Burkhalter Didier · Bundesrat · Neuenburg · 2016-03-17

Wortprotokoll

Vous savez, en Suisse, le chef d'orchestre, c'est le peuple. Il n'y a pas beaucoup d'autres chefs d'orchestre. Cela dit, 2015 est, une fois de plus, une année de contrastes, en politique étrangère particulièrement. Tout d'abord, les contrastes sont entre l'ambition et la modestie. Je crois qu'il faut avoir beaucoup d'ambition en politique extérieure: si on n'a pas beaucoup d'ambition, on ne fait rien. Mais il faut aussi être très modeste, car si on n'a pas de modestie, on ne réussit rien.

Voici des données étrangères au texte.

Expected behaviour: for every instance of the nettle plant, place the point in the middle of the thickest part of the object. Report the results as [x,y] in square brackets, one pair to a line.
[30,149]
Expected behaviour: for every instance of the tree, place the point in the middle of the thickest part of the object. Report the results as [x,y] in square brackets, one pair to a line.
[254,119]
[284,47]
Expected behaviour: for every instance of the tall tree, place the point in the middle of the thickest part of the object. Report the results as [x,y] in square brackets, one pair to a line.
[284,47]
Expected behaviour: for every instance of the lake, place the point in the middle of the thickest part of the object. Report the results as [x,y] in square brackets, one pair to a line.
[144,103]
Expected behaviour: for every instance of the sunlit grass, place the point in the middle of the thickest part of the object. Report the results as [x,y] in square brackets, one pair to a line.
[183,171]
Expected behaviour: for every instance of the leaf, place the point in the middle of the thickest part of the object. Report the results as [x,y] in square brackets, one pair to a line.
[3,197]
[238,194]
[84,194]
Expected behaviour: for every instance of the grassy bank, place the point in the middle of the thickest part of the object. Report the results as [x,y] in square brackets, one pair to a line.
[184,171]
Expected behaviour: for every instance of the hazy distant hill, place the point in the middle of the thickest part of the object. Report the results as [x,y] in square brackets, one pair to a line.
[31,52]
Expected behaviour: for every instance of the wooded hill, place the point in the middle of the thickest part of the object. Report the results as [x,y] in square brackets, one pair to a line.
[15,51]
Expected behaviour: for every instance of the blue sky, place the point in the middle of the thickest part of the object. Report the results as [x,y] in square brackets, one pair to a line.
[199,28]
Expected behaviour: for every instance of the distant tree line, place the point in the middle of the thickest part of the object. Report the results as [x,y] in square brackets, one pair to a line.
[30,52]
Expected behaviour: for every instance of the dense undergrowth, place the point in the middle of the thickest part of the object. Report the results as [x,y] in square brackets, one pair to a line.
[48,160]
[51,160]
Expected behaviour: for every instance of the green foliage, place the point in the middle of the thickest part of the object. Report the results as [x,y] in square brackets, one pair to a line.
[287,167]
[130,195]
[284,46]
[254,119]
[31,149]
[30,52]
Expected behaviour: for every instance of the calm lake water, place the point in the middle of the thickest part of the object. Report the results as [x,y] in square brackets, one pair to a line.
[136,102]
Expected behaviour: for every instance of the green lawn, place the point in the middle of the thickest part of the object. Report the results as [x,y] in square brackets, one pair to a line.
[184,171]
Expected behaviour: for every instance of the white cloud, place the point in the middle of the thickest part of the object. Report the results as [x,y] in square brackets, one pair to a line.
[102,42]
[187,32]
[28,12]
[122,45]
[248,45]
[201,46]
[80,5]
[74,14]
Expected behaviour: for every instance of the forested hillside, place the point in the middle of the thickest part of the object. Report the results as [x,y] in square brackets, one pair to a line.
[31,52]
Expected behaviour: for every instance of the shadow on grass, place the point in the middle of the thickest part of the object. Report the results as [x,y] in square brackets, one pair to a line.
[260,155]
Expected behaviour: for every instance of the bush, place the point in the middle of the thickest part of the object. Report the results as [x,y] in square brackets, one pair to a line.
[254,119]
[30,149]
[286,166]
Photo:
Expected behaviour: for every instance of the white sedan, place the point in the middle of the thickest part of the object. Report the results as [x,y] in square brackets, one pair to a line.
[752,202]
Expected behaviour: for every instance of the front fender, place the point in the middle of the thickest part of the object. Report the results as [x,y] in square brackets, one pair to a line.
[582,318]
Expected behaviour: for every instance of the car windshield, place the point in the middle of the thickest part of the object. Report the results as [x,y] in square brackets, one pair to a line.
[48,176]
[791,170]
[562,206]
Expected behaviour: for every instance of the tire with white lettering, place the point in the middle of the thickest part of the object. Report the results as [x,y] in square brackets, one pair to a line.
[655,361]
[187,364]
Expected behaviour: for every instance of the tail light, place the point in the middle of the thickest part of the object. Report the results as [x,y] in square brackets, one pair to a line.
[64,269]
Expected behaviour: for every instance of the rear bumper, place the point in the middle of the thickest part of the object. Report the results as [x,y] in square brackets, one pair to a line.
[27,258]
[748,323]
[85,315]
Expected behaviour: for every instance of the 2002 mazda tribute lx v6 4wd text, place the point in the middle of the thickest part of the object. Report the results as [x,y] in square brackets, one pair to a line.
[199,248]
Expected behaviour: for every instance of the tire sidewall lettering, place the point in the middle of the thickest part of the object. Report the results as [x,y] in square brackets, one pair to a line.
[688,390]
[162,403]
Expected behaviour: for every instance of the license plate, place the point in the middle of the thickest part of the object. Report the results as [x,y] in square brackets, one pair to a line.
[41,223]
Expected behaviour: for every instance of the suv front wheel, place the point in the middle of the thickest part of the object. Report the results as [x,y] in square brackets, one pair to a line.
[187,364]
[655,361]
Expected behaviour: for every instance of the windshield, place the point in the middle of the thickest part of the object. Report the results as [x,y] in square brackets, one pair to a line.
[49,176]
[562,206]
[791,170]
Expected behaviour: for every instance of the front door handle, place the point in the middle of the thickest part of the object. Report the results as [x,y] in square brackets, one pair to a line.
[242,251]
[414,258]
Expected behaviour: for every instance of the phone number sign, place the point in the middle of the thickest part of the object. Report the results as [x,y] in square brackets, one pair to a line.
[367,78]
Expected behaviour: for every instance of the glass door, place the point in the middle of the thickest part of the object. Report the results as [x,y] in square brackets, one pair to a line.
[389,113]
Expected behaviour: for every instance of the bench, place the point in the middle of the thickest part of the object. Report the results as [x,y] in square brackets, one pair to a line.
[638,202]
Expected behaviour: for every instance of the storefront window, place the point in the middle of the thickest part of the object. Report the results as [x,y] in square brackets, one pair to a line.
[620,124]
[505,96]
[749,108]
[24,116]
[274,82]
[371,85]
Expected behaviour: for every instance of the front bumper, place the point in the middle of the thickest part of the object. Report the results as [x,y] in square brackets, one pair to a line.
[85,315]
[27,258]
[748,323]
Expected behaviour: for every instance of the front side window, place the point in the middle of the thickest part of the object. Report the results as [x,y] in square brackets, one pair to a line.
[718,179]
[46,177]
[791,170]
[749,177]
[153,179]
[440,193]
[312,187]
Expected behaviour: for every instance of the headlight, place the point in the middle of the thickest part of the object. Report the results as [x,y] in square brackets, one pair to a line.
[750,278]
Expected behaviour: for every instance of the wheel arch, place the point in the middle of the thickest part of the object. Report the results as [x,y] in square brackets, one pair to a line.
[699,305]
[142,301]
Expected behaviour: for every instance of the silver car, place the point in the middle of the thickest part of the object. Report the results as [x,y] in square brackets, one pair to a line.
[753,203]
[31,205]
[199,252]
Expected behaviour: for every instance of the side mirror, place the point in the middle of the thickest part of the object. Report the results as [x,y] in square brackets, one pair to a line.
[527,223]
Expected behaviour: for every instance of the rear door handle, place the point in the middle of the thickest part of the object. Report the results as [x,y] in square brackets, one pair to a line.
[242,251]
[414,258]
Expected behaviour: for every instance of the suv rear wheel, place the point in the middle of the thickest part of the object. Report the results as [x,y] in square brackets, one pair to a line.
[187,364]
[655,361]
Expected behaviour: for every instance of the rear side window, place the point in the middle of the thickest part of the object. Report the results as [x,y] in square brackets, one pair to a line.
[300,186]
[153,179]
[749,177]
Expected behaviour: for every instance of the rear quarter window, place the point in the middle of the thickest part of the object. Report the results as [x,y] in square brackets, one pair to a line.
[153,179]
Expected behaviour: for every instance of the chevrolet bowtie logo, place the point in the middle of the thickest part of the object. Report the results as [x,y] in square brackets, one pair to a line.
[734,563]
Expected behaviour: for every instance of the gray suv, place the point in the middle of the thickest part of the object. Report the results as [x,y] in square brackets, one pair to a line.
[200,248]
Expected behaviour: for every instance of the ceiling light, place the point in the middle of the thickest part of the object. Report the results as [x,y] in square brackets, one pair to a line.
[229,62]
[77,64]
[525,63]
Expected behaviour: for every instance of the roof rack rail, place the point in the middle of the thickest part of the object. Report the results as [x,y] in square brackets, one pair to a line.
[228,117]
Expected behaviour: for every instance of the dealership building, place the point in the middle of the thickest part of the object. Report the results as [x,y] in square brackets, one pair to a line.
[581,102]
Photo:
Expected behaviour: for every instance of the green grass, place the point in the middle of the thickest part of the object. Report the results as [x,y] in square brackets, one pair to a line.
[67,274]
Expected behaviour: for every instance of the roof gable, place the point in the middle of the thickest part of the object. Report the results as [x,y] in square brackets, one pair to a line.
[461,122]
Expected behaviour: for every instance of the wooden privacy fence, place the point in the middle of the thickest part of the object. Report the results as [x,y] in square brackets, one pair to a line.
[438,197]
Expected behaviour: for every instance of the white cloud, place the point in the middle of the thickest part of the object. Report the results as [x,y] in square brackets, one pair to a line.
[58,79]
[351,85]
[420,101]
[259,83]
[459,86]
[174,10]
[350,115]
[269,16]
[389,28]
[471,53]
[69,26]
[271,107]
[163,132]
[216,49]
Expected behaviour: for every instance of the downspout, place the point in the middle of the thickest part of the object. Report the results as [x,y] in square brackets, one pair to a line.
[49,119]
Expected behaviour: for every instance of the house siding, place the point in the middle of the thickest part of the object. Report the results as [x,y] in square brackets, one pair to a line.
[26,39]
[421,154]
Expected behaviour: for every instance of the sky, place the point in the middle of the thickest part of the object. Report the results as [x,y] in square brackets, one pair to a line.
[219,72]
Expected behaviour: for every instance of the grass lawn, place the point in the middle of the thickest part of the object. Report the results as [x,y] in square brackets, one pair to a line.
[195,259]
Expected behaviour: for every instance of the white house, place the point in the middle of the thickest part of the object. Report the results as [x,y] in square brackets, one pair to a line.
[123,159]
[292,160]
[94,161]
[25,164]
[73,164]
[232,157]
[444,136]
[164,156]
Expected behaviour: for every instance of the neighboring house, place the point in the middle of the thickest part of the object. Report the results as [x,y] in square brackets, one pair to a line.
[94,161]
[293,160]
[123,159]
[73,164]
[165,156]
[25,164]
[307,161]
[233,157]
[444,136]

Cela me permet de revenir sur la dernière remarque du rapporteur concernant les échecs et les victoires. En effet, en politique extérieure, et surtout en diplomatie, les échecs sont des victoires reportées. On ne voit jamais, véritablement, un échec dans un échec. C'est une étape. La diplomatie est opiniâtre. Elle n'accepte pas facilement l'échec. Si vous lisez une seconde fois le rapport - puisque vous l'avez apprécié, lisez-le une deuxième fois -, vous verrez qu'il y a de nombreuses étapes qui peuvent être considérées comme des échecs, mais qui n'en sont pas vraiment.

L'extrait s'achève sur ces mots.